If not for Crooked Bee Infinitron wouldn't have that much influence. Someone has to approve these shit news and allow for inXile/Obsidian spam (plus high-profile Kickstarter spams for games with budgets 1 M $ and more), if you ask me that someone is the main culprit and the reason that this site is becoming another IGN/NeoGaf.And yeah, I know that Tron has the privileges to approve any news he chooses but that's what I'm talking about, normally after such spam these privileges would be revoked.

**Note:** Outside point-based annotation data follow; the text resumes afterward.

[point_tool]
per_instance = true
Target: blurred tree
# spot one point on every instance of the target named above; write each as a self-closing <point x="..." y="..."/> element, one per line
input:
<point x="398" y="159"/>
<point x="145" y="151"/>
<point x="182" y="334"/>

And seriously, the Arcanum thing has pissed me off and news/articles like these just rub salt in the wound. Let me quote Drog:

Back in the day there was a 100 page thread for the UAP alone and all this shit used to get news posts. I messaged Infinitron when the new high resolution patch was about to be released, politely suggesting that maybe this deserves a mention in the news section. He didn't deign to respond. Oh well, I guess the endless Kickstarter/Obsidian/InXile updates are more important than some old ass shitty Troika game.
And you know why that was the case? Because Shillfinitron wasn't even on the Codex then (let alone being in charge of the news).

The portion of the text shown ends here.